Central Bank of the Republic of China (Taiwan)
PRESS RELEASE Release Date: September 25, 2008

Monetary Policy Decisions of the Board Meeting
I. The Board reached the following decisions in today's meeting:
1. In light of lower inflationary pressure and rising downside risks to economic growth, as well as to reflect movements of market interest rates, the Board decided to lower the discount rate, the rate on accommodations with collateral, and the rate on accommodations without collateral by 12.5 basis points each to 3.5%, 3.875% and 5.75%, respectively, effective from September 26, 2008.
2. In view of recent developments in domestic and global economies, the CBC will expand the scope of Repo facility operations.
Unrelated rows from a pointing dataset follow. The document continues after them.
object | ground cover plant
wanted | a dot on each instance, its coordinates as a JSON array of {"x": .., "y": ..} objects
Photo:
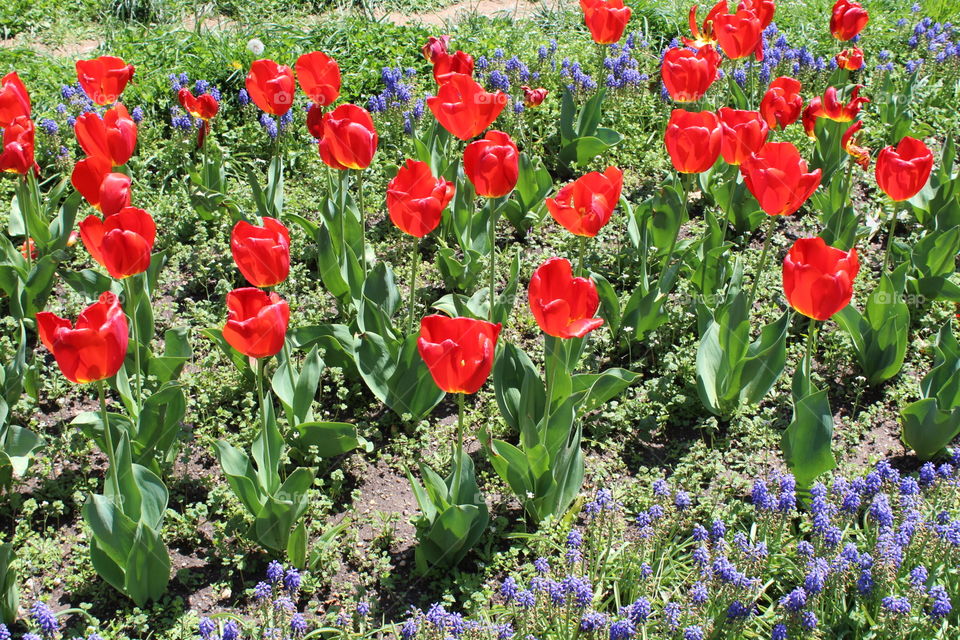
[{"x": 330, "y": 326}]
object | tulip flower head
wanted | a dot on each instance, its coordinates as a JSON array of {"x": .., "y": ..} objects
[
  {"x": 435, "y": 46},
  {"x": 688, "y": 75},
  {"x": 416, "y": 199},
  {"x": 348, "y": 138},
  {"x": 860, "y": 155},
  {"x": 739, "y": 34},
  {"x": 492, "y": 164},
  {"x": 606, "y": 19},
  {"x": 92, "y": 350},
  {"x": 447, "y": 64},
  {"x": 533, "y": 97},
  {"x": 204, "y": 106},
  {"x": 122, "y": 242},
  {"x": 17, "y": 152},
  {"x": 112, "y": 137},
  {"x": 458, "y": 352},
  {"x": 563, "y": 306},
  {"x": 850, "y": 59},
  {"x": 271, "y": 86},
  {"x": 818, "y": 278},
  {"x": 829, "y": 106},
  {"x": 103, "y": 79},
  {"x": 764, "y": 9},
  {"x": 693, "y": 140},
  {"x": 14, "y": 99},
  {"x": 585, "y": 206},
  {"x": 902, "y": 171},
  {"x": 105, "y": 191},
  {"x": 319, "y": 77},
  {"x": 262, "y": 253},
  {"x": 782, "y": 104},
  {"x": 464, "y": 108},
  {"x": 705, "y": 35},
  {"x": 847, "y": 20},
  {"x": 777, "y": 177},
  {"x": 744, "y": 132},
  {"x": 256, "y": 322}
]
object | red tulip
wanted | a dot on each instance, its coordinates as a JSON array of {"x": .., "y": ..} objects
[
  {"x": 416, "y": 199},
  {"x": 319, "y": 77},
  {"x": 204, "y": 106},
  {"x": 492, "y": 164},
  {"x": 693, "y": 140},
  {"x": 458, "y": 351},
  {"x": 29, "y": 243},
  {"x": 271, "y": 86},
  {"x": 262, "y": 253},
  {"x": 847, "y": 20},
  {"x": 850, "y": 59},
  {"x": 902, "y": 171},
  {"x": 739, "y": 34},
  {"x": 777, "y": 177},
  {"x": 860, "y": 155},
  {"x": 434, "y": 47},
  {"x": 744, "y": 132},
  {"x": 562, "y": 305},
  {"x": 92, "y": 350},
  {"x": 464, "y": 108},
  {"x": 256, "y": 322},
  {"x": 830, "y": 107},
  {"x": 584, "y": 206},
  {"x": 14, "y": 99},
  {"x": 105, "y": 191},
  {"x": 447, "y": 64},
  {"x": 17, "y": 153},
  {"x": 687, "y": 75},
  {"x": 533, "y": 97},
  {"x": 122, "y": 243},
  {"x": 763, "y": 8},
  {"x": 606, "y": 19},
  {"x": 348, "y": 139},
  {"x": 781, "y": 104},
  {"x": 706, "y": 35},
  {"x": 818, "y": 279},
  {"x": 112, "y": 137},
  {"x": 103, "y": 79}
]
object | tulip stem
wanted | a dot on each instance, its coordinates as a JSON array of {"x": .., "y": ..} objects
[
  {"x": 414, "y": 263},
  {"x": 811, "y": 347},
  {"x": 25, "y": 213},
  {"x": 108, "y": 439},
  {"x": 771, "y": 227},
  {"x": 583, "y": 246},
  {"x": 363, "y": 225},
  {"x": 458, "y": 451},
  {"x": 493, "y": 257},
  {"x": 132, "y": 310},
  {"x": 685, "y": 195},
  {"x": 893, "y": 228}
]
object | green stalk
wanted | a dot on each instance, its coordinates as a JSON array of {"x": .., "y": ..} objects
[
  {"x": 25, "y": 213},
  {"x": 111, "y": 452},
  {"x": 811, "y": 347},
  {"x": 414, "y": 263},
  {"x": 771, "y": 227},
  {"x": 493, "y": 258},
  {"x": 583, "y": 246},
  {"x": 132, "y": 312},
  {"x": 458, "y": 450},
  {"x": 685, "y": 190},
  {"x": 893, "y": 228},
  {"x": 363, "y": 225}
]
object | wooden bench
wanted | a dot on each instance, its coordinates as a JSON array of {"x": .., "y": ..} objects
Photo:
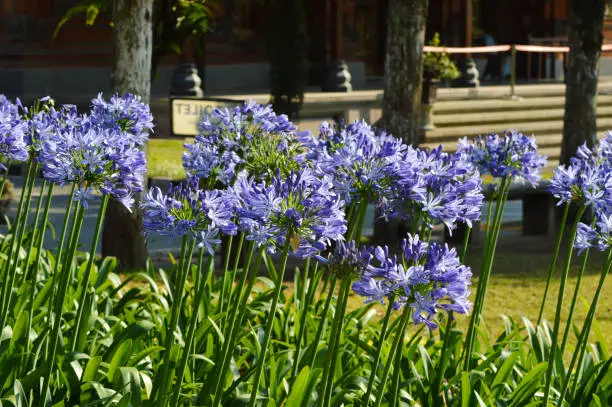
[{"x": 538, "y": 213}]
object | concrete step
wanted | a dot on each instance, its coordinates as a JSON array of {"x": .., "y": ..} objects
[
  {"x": 505, "y": 105},
  {"x": 538, "y": 128},
  {"x": 545, "y": 113}
]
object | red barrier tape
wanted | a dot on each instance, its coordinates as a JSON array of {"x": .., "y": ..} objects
[
  {"x": 503, "y": 48},
  {"x": 468, "y": 50},
  {"x": 540, "y": 48}
]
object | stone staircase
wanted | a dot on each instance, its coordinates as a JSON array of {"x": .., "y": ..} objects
[{"x": 541, "y": 116}]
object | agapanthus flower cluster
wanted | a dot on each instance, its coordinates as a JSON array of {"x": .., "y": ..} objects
[
  {"x": 300, "y": 209},
  {"x": 92, "y": 153},
  {"x": 125, "y": 114},
  {"x": 444, "y": 187},
  {"x": 249, "y": 138},
  {"x": 587, "y": 179},
  {"x": 43, "y": 120},
  {"x": 360, "y": 161},
  {"x": 428, "y": 277},
  {"x": 512, "y": 154},
  {"x": 347, "y": 260},
  {"x": 187, "y": 210},
  {"x": 12, "y": 132}
]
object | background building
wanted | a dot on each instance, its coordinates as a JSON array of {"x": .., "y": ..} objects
[{"x": 78, "y": 61}]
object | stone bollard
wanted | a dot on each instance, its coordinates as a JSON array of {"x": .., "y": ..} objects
[
  {"x": 338, "y": 78},
  {"x": 186, "y": 81}
]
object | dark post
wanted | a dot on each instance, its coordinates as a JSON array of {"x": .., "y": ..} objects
[
  {"x": 338, "y": 77},
  {"x": 469, "y": 72},
  {"x": 186, "y": 81}
]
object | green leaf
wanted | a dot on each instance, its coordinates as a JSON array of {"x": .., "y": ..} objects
[
  {"x": 528, "y": 386},
  {"x": 91, "y": 369},
  {"x": 303, "y": 387},
  {"x": 20, "y": 331},
  {"x": 119, "y": 358},
  {"x": 144, "y": 353},
  {"x": 503, "y": 374}
]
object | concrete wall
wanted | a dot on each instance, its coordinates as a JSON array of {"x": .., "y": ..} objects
[{"x": 87, "y": 82}]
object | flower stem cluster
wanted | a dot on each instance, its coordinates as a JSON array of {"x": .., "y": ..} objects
[
  {"x": 12, "y": 132},
  {"x": 187, "y": 210},
  {"x": 427, "y": 277},
  {"x": 247, "y": 139},
  {"x": 512, "y": 155},
  {"x": 301, "y": 207},
  {"x": 100, "y": 150}
]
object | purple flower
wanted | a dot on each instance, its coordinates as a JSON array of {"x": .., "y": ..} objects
[
  {"x": 248, "y": 139},
  {"x": 428, "y": 277},
  {"x": 598, "y": 235},
  {"x": 126, "y": 115},
  {"x": 587, "y": 179},
  {"x": 301, "y": 207},
  {"x": 187, "y": 210},
  {"x": 12, "y": 133},
  {"x": 512, "y": 155},
  {"x": 444, "y": 188},
  {"x": 91, "y": 157},
  {"x": 347, "y": 260},
  {"x": 360, "y": 161}
]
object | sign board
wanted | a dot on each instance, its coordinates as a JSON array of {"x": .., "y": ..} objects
[{"x": 187, "y": 113}]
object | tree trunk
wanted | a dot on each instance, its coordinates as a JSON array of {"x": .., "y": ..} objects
[
  {"x": 585, "y": 38},
  {"x": 401, "y": 103},
  {"x": 132, "y": 44}
]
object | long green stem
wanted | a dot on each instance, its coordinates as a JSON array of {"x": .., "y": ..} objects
[
  {"x": 58, "y": 257},
  {"x": 381, "y": 342},
  {"x": 395, "y": 384},
  {"x": 86, "y": 277},
  {"x": 553, "y": 264},
  {"x": 322, "y": 322},
  {"x": 583, "y": 340},
  {"x": 560, "y": 297},
  {"x": 228, "y": 253},
  {"x": 177, "y": 302},
  {"x": 242, "y": 294},
  {"x": 64, "y": 280},
  {"x": 489, "y": 254},
  {"x": 37, "y": 260},
  {"x": 228, "y": 286},
  {"x": 269, "y": 324},
  {"x": 303, "y": 315},
  {"x": 230, "y": 329},
  {"x": 19, "y": 227},
  {"x": 34, "y": 238},
  {"x": 197, "y": 299},
  {"x": 570, "y": 316},
  {"x": 396, "y": 349},
  {"x": 4, "y": 178},
  {"x": 336, "y": 333}
]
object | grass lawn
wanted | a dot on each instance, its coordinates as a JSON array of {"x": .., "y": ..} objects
[
  {"x": 517, "y": 284},
  {"x": 164, "y": 158}
]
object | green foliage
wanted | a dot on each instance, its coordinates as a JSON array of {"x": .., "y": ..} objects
[
  {"x": 119, "y": 353},
  {"x": 175, "y": 22},
  {"x": 438, "y": 65}
]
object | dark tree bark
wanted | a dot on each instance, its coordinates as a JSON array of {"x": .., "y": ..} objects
[
  {"x": 401, "y": 103},
  {"x": 132, "y": 44},
  {"x": 585, "y": 39}
]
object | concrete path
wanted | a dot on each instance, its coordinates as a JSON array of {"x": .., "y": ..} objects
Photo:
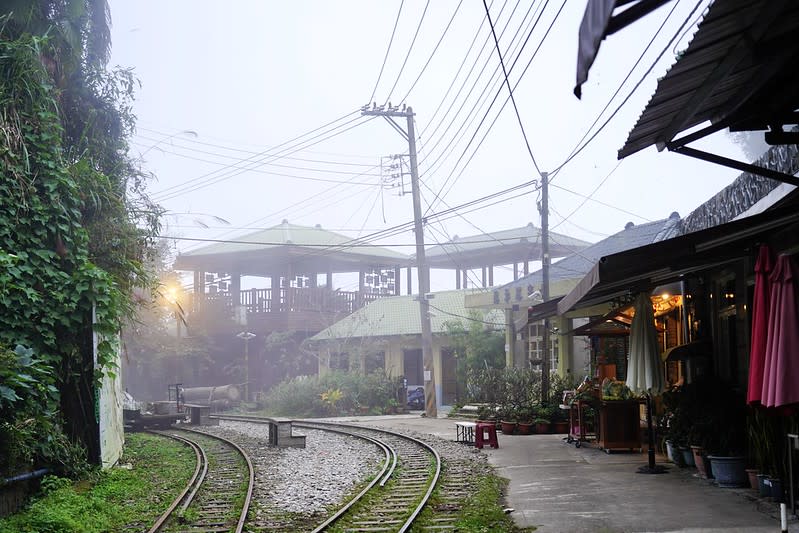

Eligible counterparties include banks, bills finance companies, Chunghwa Post, securities firms and insurance companies. The term of the facility is set within 180 days to provide market access to longer-term liquidity (see Table).
II. The decisions are based on the following considerations:
1. Inflationary pressure subsiding
For the first eight months of 2008, the CPI increased by 4.25% year on year. As international oil and raw material prices have come down from their previous peaks, inflationary pressure is lessened. According to the Directorate-General of Budget, Accounting and Statistics (DGBAS) of the Executive Yuan, CPI inflation will decrease to 2.5% in the fourth quarter and further to 1.91% next year, substantially lower than this year's 3.74%. Research institutions have also reduced their inflation forecasts. Hence, the situation of negative real interest rates is expected to improve.
2. Global downturn overshadows the domestic economy
The ongoing financial market turmoil has severely impacted the global economy. International institutions have unanimously slashed growth projections for major countries. Taiwan's exports face weakening external demand, while private consumption and investment remain sluggish. The DGBAS estimates GDP growth will slow to 3.40% in the second half of this year, but the government's economic stimulus package is expected to help boost domestic demand.
3. The CBC meets the liquidity needs of financial institutions in a timely manner
In response to economic and financial developments at home and abroad, the CBC's ex officio directors meeting held on September 18 decided to reduce required reserve ratios on NT dollar deposits with an estimated effect of injecting liquidity worth NT$200 billion. In addition, banks may use their holdings of certificates of deposit (CDs) and negotiable certificates of deposit (NCDs) issued by the CBC or their redeposits with the CBC to borrow collateral loans or request early withdrawal whenever needs arise. The CBC will also expand Repo operations to ensure sufficient sources of liquidity for financial institutions.
III. The NT dollar exchange rate is determined by market forces. However, when seasonal or irregular factors disrupt the market, the CBC will step in to maintain an orderly foreign exchange market. The appreciation of the NT dollar against the US dollar since the beginning of this year has helped mitigate imported inflation. For the first eight months of this year, import prices in US dollar terms climbed by 22.26%. This rise is lower at 14.55% when measured in NT dollar terms.